Brazil's president promised on Wednesday to send 100 additional engineering troops to Haiti and called for U.N. peacekeepers to focus on development as it struggles to pacify the troubled nation.
President Luiz Inacio Lula da Silva reviewed his country's troops, the largest contingent of a 9,000-member peacekeeping force in Haiti, and pledged technical assistance for agriculture during a seven-hour visit to the Caribbean nation's capital.
Addressing hundreds of Brazilian soldiers, Silva compared the four-year-old peacekeeping mission to a soccer game that has only reached halftime.
"The second half is a time to take initiative, and the tactic of the game is to show our solidarity," he told the soldiers, who stood at attention in a drizzling rain.
More than 1,200 Brazilian soldiers have been posted to Haiti since chaos erupted in 2004 following the ouster of former President Jean-Bertrand Aristide. They helped uproot gangs in the seaside slum of Cite Soleil, long a notorious hub for kidnappers and drug dealers.
Many Haitians praise the troops for improving security, but express frustration with the mission as impoverished communities wait for development to follow suit in a country where 80 percent of people live on less than US$2 (euro1.28) a day.
Thousands rallied against the U.N. during April riots over the soaring cost of food, shouting that peacekeepers and Haitian President Rene Preval should leave the country.
One of the seven people killed in the unrest was a U.N. police officer from Nigeria.

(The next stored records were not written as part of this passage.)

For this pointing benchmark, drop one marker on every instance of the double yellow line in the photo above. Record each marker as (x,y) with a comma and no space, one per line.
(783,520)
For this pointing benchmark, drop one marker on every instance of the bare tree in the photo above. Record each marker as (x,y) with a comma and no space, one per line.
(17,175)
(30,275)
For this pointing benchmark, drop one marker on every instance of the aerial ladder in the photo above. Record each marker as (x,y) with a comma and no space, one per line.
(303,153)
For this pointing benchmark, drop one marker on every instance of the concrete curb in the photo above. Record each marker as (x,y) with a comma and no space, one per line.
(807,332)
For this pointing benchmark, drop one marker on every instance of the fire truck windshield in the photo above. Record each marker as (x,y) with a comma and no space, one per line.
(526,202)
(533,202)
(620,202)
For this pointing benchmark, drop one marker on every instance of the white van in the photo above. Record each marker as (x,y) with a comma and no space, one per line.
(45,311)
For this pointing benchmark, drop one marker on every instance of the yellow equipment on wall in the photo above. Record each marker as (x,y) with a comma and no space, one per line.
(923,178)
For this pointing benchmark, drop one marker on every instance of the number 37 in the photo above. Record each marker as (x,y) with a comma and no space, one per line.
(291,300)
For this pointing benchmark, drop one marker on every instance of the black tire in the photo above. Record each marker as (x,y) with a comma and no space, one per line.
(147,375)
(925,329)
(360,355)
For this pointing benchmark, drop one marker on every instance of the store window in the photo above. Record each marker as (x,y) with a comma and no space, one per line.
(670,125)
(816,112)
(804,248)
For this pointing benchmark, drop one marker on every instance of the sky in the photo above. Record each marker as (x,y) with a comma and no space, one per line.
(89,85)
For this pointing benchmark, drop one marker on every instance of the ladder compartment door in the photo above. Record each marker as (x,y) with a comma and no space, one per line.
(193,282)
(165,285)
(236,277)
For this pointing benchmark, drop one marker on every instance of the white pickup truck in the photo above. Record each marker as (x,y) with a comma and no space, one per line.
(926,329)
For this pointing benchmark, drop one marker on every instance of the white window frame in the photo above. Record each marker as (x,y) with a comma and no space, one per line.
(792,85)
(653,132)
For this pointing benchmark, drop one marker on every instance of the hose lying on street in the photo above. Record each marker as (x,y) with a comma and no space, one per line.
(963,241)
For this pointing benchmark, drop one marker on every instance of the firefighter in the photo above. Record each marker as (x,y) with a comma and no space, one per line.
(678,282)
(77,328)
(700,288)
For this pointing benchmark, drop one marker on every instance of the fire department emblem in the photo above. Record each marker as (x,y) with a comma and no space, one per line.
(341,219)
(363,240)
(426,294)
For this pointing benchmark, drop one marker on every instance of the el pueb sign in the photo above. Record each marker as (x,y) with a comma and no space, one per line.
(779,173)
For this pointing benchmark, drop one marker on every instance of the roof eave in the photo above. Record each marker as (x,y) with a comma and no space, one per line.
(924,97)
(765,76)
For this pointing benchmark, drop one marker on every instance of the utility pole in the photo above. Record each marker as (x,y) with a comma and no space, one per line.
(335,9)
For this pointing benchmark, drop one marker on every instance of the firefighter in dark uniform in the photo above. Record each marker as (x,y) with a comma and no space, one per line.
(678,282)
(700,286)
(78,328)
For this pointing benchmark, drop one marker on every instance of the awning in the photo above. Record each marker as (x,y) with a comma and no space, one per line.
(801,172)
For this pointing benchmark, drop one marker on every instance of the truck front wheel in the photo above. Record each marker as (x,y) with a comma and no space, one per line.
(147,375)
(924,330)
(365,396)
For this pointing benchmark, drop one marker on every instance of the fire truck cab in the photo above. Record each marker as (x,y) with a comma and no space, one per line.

Merchants in the clothing market where he was dragged from his car and executed shouted "Down with MINUSTAH!" after his death, referring to the mission by its French acronym.
The incident occurred shortly after Haiti's Senate dismissed the nation's prime minister _ in part, lawmakers said, for not setting a timetable for the mission's departure.
Preval warmly thanked the South American leader for his country's support during a morning meeting at the presidential palace. But he also stressed the challenges that remain, including a kidnapping wave that has averaged one abduction per day this year.